STRATEGIC MOVE?
My sun porch bedroom, I discovered to my dismay, was so hot in summer it might as well have been a barbecue pit, so cold in winter a meat locker. For this reason—and also because I wanted to be nearer the college—after eight months on Hillegass, I moved to a little house built into a hillside in a rustic neighborhood—with an architect, Rick, and his other roomer Lisa, who spent most of her time at her boyfriend’s place. It was December, and I promised Rick I’d look after his English wolfhound, Frieda, while he was in Chicago for the holidays. What he failed to mention—until he got back—was that he was planning to sell the house, relocate to Chicago, and buy a seat—for $200,000—on the Chicago Board of Trade.
PIDDLE
“My first evening in my new home, I lugged the double mattress Rick had recently bought into the laundry room to make space for my single mattress in the tiny basement bedroom that only briefly, I would learn belatedly, would be mine.
“But once I was tucked into bed, I got spooked, what with the whole house creaking and windows rattling, it was such a windy night. So I dragged Frieda downstairs and posted her by my bedside to protect me. When she whimpered so loudly I could even hear her through my earplugs, I reassigned her to the hall—and still I woke up only a few hours later to pitch blackness. Too agitated to go back to sleep, I decided to fix up my room.
“Naively, I sawed down my old bookcase boards to fit the far wall, unpiled my books and treasures onto the shelves, and custom-trimmed my matchstick blinds with pruning shears. When I carted my fake fur rug into the laundry room to wash it, there in the middle of the floor, beside a contrite-looking Frieda, was a big puddle of dog piddle. Blearily, I started the washing machine, leaving the bleach bottle on top, thinking I’d add the bleach when the machine had filled—and went upstairs to hunt up a mop.
“I must have been gone longer than I thought because when I got back, I found the bleach bottle on the floor—it must have shimmied off the washer when it started agitating—the cap had come off, and now a gallon of bleach and urine was oozing slowly down the slanted floor toward Rick’s new mattress.
“Unable to breathe, the smell of chlorine was so overpowering, I struggled to open the window behind the washer, but it was hard to reach and I couldn’t budge it. So I tried to bang the frame a few times to loosen it, missed, and shattered window instead, gashing my hand.

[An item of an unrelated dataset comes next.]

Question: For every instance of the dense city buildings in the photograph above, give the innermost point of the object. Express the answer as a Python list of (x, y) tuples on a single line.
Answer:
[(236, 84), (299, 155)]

“With only seconds to spare, I ran for a rag to wrap up my hemorrhaging hand, and when the puddle was maybe a millimeter from the mattress, I hoisted it in the air, like Atlas, and started to carry it over the puddle. The mattress was so heavy, however, my knees buckled, and it folded around me like sandwich bread around a slice of bologna. Suffocating, I heroically I held on, nevertheless—and delivered it to safety.
“As soon as the stores opened, though I was dead on my feet, I bought some putty and a pane of glass, only to discover when I got home that the putty was blue. Too tired to return it, I puttied in the window anyway and decided to worry about what tall tale to tell Rick…later.”